Javaの最大ヒープ(Max Heap)とは?PriorityQueueを使った実装方法をわかりやすく解説
最大ヒープ(Max Heap)とは
最大ヒープは完全二分木の一種で、すべての親ノードの値が子ノードの値以上であるという性質を持つデータ構造です。この特性により、木の根(ルート)には常に最大の要素が配置されるため、優先度付きキューの実装などに広く活用されています。
Javaでは、標準ライブラリの java.util.PriorityQueue クラスに Collections.reverseOrder() を組み合わせるだけで、最大ヒープを簡単に実現できます。通常の PriorityQueue は最小ヒープとして動作しますが、逆順のコンパレータを渡すことで、最大値が常に先頭に来る構造に変更できるのです。
PriorityQueueを使った最大ヒープの実装例
以下は、ライブラリ関数を使用して最大ヒープを実装したサンプルコードです。
import java.util.*;
public class Demo{
public static void main(String args[]){
PriorityQueue<Integer> my_p_queue = new PriorityQueue<Integer>(Collections.reverseOrder());
my_p_queue.add(43);
my_p_queue.add(56);
my_p_queue.add(99);
System.out.println("優先度付きキューの要素 :");
Iterator my_iter = my_p_queue.iterator();
while (my_iter.hasNext())
System.out.println(my_iter.next());
my_p_queue.poll();
System.out.println("poll関数で要素を削除した後のキューの要素 :");
Iterator<Integer> my_iter_2 = my_p_queue.iterator();
while (my_iter_2.hasNext())
System.out.println(my_iter_2.next());
Object[] my_arr = my_p_queue.toArray();
System.out.println("最大ヒープの配列表現 :");
for (int i = 0; i < my_arr.length; i++)
System.out.println("値: " + my_arr[i].toString());
}
}
実行結果
優先度付きキューの要素 : 99 43 56 poll関数で要素を削除した後のキューの要素 : 56 43 最大ヒープの配列表現 : 値: 56 値: 43
コードの解説
Demo という名前のクラスには main メソッドが含まれています。main メソッド内では、まず Collections.reverseOrder() を引数に渡して PriorityQueue のインスタンスを生成し、add メソッドを使って 43、56、99 の3つの要素を追加しています。
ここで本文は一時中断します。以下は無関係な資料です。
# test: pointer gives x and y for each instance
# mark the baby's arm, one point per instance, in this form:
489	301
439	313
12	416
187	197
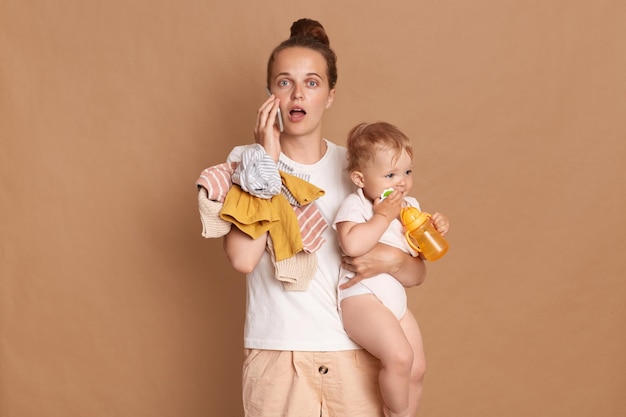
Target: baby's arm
357	239
441	223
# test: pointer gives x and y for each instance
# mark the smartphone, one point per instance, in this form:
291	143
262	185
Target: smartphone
279	115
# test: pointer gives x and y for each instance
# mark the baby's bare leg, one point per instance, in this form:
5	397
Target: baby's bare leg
374	327
414	336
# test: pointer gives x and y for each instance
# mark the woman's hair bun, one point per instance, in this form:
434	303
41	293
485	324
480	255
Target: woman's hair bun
308	28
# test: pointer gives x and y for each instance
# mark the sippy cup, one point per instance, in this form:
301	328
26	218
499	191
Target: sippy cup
422	235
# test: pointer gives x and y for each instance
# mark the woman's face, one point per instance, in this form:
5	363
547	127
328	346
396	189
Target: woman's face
299	79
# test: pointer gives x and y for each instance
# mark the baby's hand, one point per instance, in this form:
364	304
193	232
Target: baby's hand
441	223
389	207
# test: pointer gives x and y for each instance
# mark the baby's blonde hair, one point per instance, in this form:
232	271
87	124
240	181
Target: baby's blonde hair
366	139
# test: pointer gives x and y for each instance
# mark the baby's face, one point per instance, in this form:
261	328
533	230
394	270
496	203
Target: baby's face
387	170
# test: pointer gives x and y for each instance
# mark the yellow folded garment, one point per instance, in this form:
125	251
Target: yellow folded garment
255	216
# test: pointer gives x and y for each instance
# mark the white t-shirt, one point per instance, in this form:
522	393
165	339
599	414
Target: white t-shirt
302	320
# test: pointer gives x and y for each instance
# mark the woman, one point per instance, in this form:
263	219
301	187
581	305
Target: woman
299	361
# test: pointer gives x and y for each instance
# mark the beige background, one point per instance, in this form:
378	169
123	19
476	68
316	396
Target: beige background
112	304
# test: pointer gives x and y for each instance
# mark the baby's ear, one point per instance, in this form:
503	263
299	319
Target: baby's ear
357	179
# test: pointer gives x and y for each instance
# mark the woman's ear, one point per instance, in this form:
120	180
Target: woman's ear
357	179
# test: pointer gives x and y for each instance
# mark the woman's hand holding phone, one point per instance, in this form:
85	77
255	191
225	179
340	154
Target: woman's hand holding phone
266	132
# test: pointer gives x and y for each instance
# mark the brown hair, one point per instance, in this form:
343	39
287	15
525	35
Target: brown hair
366	139
308	33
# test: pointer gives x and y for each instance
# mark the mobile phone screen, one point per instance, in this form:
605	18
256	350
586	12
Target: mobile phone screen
279	114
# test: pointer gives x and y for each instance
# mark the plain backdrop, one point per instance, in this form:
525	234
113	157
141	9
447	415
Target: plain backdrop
111	302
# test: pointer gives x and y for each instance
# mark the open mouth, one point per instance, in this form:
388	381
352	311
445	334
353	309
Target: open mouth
297	113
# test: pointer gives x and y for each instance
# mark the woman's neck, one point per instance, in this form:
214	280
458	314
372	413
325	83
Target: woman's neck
304	150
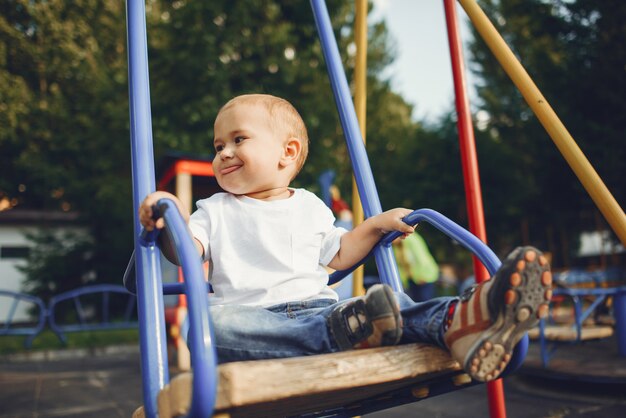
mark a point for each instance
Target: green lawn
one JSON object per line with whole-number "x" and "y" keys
{"x": 47, "y": 340}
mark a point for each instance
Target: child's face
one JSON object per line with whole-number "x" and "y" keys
{"x": 247, "y": 151}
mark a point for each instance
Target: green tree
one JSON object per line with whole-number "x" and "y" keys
{"x": 574, "y": 52}
{"x": 63, "y": 84}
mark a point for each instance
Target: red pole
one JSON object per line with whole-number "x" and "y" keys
{"x": 471, "y": 178}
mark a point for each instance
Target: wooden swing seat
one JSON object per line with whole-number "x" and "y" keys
{"x": 292, "y": 386}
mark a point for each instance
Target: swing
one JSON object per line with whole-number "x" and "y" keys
{"x": 338, "y": 384}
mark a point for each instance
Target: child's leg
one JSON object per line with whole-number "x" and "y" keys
{"x": 254, "y": 333}
{"x": 492, "y": 317}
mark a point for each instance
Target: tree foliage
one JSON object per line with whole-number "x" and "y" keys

次にイテレータを定義し、優先度付きキュー内の要素を順番に走査して表示します。ここで最初の要素として 99(最大値)が出力される点に注目してください。続いて poll メソッドを呼び出すと、キューの先頭にある最大値が削除されます。その後、残りの要素を再度走査して画面に表示し、最後に toArray メソッドでヒープの内容を配列形式に変換して出力しています。
補足:計算量と注意点
- 要素の追加(
add)や削除(poll)は、ヒープの再構築が必要となるため、計算量は O(log n) です。 - イテレータによる走査順序は、必ずしも降順にソートされた順序になるとは限りません。常に最大値を取得したい場合は
peekやpollを使用しましょう。 toArrayメソッドを使うことで、ヒープ内部の状態を配列として確認でき、デバッグにも役立ちます。